In the first phase of the project, Case Western Reserve computer scientists will develop the provenance engine via PROV, a new web technology standard developed by the World Wide Web Consortium (W3C) to facilitate interoperability. In the second phase, investigators will evaluate the performance of their provenance engine by using real-world biomedical big data from sleep, epilepsy, and lung cancer cases. The second phase will present an opportunity to identify problem areas or reveal new functionalities that could be incorporated into the provenance engine to make it even more effective.

Sahoo’s team will work with de-identified patient case data along with Samden Lhatoo, MD, professor of neurology, Case Western Reserve University School of Medicine, and director of the Epilepsy Center, University Hospitals Case Medical Center; Susan Redline, MD, professor of sleep medicine, Harvard Medical School, and director of the Sleep Medicine Epidemiology Program, Division of Sleep Medicine, Brigham and Women’s Hospital, Boston; and William Hsu, PhD, medical imaging informatics expert in lung cancer, and assistant professor, Department of Radiologic Sciences, University of California, Los Angeles.

Lhatoo and Redline collect and store different kinds of data, but neurological similarities exist between epilepsy and sleep disorders. Lhatoo’s particular expertise is sudden unexpected death in epilepsy (SUDEP).

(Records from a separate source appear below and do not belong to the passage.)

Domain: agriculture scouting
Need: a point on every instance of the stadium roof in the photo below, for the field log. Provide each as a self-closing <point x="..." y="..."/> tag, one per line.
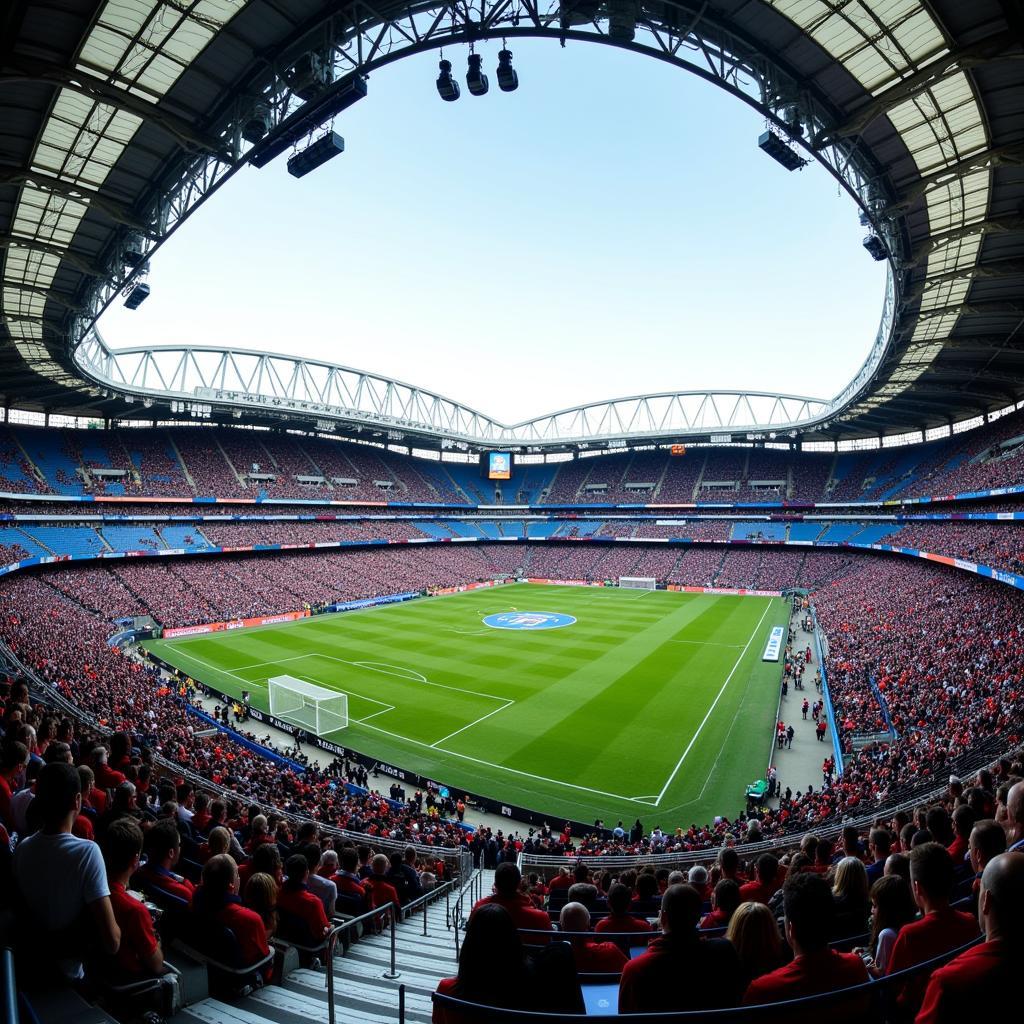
<point x="119" y="117"/>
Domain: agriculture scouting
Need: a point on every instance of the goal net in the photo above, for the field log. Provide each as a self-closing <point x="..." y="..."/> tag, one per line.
<point x="313" y="708"/>
<point x="638" y="583"/>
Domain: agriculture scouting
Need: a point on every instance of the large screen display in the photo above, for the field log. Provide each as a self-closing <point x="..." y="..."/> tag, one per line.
<point x="499" y="465"/>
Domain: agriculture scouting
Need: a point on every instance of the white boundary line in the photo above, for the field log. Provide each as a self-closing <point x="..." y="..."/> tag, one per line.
<point x="708" y="643"/>
<point x="693" y="739"/>
<point x="471" y="724"/>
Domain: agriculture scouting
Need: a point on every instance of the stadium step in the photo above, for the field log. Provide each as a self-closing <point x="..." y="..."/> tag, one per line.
<point x="363" y="994"/>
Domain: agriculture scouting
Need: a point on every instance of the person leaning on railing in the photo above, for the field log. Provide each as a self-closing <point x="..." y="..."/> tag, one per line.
<point x="987" y="973"/>
<point x="815" y="968"/>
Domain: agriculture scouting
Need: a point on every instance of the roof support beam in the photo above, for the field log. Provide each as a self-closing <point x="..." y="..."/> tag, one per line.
<point x="970" y="56"/>
<point x="995" y="226"/>
<point x="1001" y="268"/>
<point x="1004" y="156"/>
<point x="29" y="70"/>
<point x="16" y="242"/>
<point x="119" y="213"/>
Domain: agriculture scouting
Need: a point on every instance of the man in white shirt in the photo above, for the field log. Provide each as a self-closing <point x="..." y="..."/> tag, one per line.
<point x="61" y="880"/>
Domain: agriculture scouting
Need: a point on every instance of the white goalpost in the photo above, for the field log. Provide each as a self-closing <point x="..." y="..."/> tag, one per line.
<point x="638" y="583"/>
<point x="313" y="708"/>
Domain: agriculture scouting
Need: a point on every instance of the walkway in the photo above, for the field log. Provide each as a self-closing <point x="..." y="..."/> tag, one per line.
<point x="800" y="766"/>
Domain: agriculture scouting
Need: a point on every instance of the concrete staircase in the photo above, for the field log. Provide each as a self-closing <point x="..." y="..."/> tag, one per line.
<point x="363" y="992"/>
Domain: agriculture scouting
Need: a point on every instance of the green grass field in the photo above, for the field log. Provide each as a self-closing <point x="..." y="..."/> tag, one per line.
<point x="651" y="704"/>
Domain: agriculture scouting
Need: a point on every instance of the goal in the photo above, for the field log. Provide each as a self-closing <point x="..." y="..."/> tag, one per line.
<point x="313" y="708"/>
<point x="638" y="583"/>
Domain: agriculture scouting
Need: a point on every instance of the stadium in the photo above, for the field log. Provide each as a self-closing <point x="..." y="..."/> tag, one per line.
<point x="326" y="695"/>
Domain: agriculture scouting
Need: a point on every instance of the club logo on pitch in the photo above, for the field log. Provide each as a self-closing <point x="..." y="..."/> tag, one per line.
<point x="528" y="621"/>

“Epilepsy is often a nocturnal phenomenon, and there is close association between sleep and seizures,” Sahoo says. “It is known that sleep stages affect expression of epilepsy, and sleep has an impact on the poorly understood occurrence of SUDEP. So there are significant benefits to correlating epilepsy with sleep research data.”

The goal is to integrate datasets from previous studies and ongoing studies from Case Western Reserve and Harvard. Lhatoo and Redline would be particularly interested in studying data from radiology images, signal data from electroencephalograms (EEGs), and patient discharge summaries. They can use the combined data to create their own study cohorts or compare their own study results. The provenance platform will provide sufficient statistical size upon which to base valid research or treatment conclusions.

From UCLA, Hsu will feed his radiologic imaging datasets of lung cancer patients to Sahoo’s team members, who in turn will incorporate the data into the provenance engine. UCLA radiation oncologists and other lung cancer researchers will then use the provenance engine to access quality data and evaluate their research.

“Data provenance is a key focus of my medical informatics and big data research,” Sahoo says. “Also, I had been collaborating with Dr. Lhatoo on computerization needs for SUDEP research at Case Western Reserve, so it made sense that I propose something for data provenance that would incorporate SUDEP.”

Sahoo credits Case Western Reserve’s exceptional computing capability as a major contributing force in landing the grant. The university’s High Performance Computing initiative (HPC) will enable storing unified data and running algorithms to test the performance of Sahoo’s provenance engine before making it available to the public.

The data provenance grant joins other federal funding to Case Western Reserve. Bioinformatics and computational biology researcher Mehmet Koyuturk, PhD, received a $1.3 million NIBIE grant for theoretical foundations and software infrastructure for biological network databases. Koyuturk is associate professor in the Department of Electrical Engineering and Computer Science at Case Western Reserve.